Relative to your addition to the original post then the compiler has nothing common with this situation. It is linker that checks whether there are duplicate external symbols. I think it decided that if one variable has qualifier const and other has no it then there are two different variables. I think that it is implementation defined whether the linker will issue an error or not. Moreover it can have some options that could control the behaviour of the linker in such situations.

Static function access in other files

Is there any chance that a function defined with static can be accessed outside the file scope?
It depends upon what you mean by "access". Of course, the function cannot be called by name in any other file since it's static in a different file, but you have have a function pointer to it.
$ cat f1.c
/* static */
static int number(void)
{
return 42;
}
/* "global" pointer */
int (*pf)(void);
void initialize(void)
{
pf = number;
}
$ cat f2.c
#include <stdio.h>
extern int (*pf)(void);
extern void initialize(void);
int main(void)
{
initialize();
printf("%d\n", pf());
return 0;
}
$ gcc -ansi -pedantic -W -Wall f1.c f2.c
$ ./a.out
42
It could be called from outside the scope via function pointer.
For example, if you had:
static int transform(int x)
{
return x * 2;
}
typedef int (*FUNC_PTR)(int);
FUNC_PTR get_pointer(void)
{
return transform;
}
then a function outside the scope can call get_pointer() and use the returned function pointer to call transform.
No, unless there's a bug in the compiler. Normally the static function code is not tagged with a name used for exporting the function in the object file, so it is not presented to the linker and it just can't link to it.
This of course only applies to calling the function by name. Other code within the same file can get the function address and pass it into a non-static function in another file and then the function from another file can call your static function.
It cannot be accessed outside a file by it's name. But, you can as well assign it to function pointer and use it wherever you want.

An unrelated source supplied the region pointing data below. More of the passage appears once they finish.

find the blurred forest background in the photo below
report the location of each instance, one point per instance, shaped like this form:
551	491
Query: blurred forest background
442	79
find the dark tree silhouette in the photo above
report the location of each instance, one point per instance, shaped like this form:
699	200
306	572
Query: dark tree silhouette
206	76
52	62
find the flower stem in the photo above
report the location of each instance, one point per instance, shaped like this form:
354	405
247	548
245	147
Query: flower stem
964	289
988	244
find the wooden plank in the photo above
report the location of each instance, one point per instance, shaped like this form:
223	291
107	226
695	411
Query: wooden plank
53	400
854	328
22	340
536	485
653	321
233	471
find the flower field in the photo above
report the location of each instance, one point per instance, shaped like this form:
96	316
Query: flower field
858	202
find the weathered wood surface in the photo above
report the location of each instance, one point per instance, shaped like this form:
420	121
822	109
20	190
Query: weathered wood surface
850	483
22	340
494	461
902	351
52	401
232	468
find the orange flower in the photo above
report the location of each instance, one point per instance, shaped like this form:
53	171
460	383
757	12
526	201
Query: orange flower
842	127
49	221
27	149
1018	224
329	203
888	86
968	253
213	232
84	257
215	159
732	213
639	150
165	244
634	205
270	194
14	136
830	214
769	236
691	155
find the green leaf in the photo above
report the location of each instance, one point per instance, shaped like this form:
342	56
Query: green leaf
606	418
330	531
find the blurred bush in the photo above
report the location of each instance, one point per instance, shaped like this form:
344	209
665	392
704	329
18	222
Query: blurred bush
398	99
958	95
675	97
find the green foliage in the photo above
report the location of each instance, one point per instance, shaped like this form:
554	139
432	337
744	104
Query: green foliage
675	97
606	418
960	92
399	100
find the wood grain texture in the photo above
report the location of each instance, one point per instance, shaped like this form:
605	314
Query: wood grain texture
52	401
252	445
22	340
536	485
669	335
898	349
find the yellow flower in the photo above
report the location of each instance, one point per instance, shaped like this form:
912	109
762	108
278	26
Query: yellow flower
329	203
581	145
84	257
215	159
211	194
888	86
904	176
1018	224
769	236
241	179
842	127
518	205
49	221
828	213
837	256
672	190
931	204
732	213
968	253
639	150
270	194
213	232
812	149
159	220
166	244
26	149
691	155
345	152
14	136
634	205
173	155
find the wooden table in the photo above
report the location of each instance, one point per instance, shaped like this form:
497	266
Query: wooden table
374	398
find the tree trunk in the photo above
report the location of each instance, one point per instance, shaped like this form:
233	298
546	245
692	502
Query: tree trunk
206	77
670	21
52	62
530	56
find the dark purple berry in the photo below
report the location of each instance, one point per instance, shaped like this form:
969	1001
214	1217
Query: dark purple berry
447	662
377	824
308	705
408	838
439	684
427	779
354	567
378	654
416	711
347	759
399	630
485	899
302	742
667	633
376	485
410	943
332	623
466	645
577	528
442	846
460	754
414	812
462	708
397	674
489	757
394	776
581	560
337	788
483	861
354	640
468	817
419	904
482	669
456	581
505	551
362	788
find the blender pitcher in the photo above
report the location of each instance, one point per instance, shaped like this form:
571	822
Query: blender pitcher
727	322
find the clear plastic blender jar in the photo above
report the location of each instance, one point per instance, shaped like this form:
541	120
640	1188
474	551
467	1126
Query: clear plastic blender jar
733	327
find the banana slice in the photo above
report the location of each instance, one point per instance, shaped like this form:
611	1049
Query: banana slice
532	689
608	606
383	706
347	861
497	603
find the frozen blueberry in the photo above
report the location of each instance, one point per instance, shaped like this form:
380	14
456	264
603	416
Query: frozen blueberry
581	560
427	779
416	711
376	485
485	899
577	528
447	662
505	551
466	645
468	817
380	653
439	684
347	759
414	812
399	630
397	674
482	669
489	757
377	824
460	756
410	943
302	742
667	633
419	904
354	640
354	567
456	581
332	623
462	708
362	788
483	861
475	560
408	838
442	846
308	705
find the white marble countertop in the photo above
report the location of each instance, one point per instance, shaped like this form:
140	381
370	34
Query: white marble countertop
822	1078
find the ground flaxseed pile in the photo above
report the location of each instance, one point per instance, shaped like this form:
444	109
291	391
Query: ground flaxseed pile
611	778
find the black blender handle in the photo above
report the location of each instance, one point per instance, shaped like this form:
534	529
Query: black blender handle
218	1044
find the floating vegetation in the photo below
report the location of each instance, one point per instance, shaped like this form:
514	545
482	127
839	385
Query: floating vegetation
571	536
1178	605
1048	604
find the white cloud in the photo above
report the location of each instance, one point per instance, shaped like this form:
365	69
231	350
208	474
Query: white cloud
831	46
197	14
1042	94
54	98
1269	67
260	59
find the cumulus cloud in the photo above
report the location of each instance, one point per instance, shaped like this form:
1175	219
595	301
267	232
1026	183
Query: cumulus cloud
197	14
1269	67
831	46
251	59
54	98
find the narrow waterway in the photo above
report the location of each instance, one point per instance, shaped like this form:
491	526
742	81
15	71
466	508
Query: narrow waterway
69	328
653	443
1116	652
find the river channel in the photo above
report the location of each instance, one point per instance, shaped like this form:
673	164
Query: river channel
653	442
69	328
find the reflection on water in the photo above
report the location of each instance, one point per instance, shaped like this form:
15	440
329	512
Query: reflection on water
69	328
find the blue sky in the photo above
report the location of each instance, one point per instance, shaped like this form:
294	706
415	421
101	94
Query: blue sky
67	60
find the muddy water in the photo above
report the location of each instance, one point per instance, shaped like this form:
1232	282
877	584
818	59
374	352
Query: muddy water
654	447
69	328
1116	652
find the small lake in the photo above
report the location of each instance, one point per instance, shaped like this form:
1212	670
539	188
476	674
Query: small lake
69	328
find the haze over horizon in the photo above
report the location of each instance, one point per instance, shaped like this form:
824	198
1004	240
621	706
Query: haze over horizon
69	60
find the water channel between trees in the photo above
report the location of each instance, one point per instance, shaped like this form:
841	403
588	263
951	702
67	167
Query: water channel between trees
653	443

"Accessed"? It depends on what you mean by this term. I assume when you say "static function" you are talking about standalone function declared static (i.e. declared with internal linkage) as opposed to static class member functions in C++, since the latter are obviosly and easily accessible from anywhere.
Now, a standalone function declared static has internal linkage. It cannot be linked to from any other translation unit. Or, putting it differently, it cannot be referred to by name from any other translation unit. If that's what you meant by "access from outside the file scope", then no, it can't be done.
However, if the other translation units somehow get a pointer to that function (i.e. if you somehow allow that pointer to "leak" into the ouside world), then anybody can still call that function by making an idirect call and thus "access" it. For example, if you declare
static void foo_static(void) {
}
extern void (*foo_ptr)(void) = foo_static;
then in any other translation unit the user will be able to do
extern void (*foo_ptr)(void);
foo_ptr();
and the call will go to your foo_static function. I don't know if that kind of access qualifies as "access" in your question.
Following the standard, a static function cannot be accessed outside of the scope of the file by name because it is subject to internal linkage. It's name is not exported, and not provided to the linker. However, it can still be accessed and called by function pointer, like any other function.
Only with trickery. The function is generally not visible to the linker so it won't let you do it.
But, if you provide a function inside the same compilation unit (as the static function) which returns the address of that function:
In main.c:
#inclde <stdio.h>
int (*getGet7(void))(void);
int main (void) {
int (*fn)(void) = getGet7();
printf ("Result is: %d\n", fn());
return 0;
}
In hidden.c:
static int get7 (void) {
return 7;
}
int (*getGet7(void)) (void) {
return get7;
}
This will result in the static function get7 being called.
pax> gcc -o demo main.c hidden.c ; ./demo
Result is: 7
No, the purpose of the keyword static is to limit the scope of the function name to the file.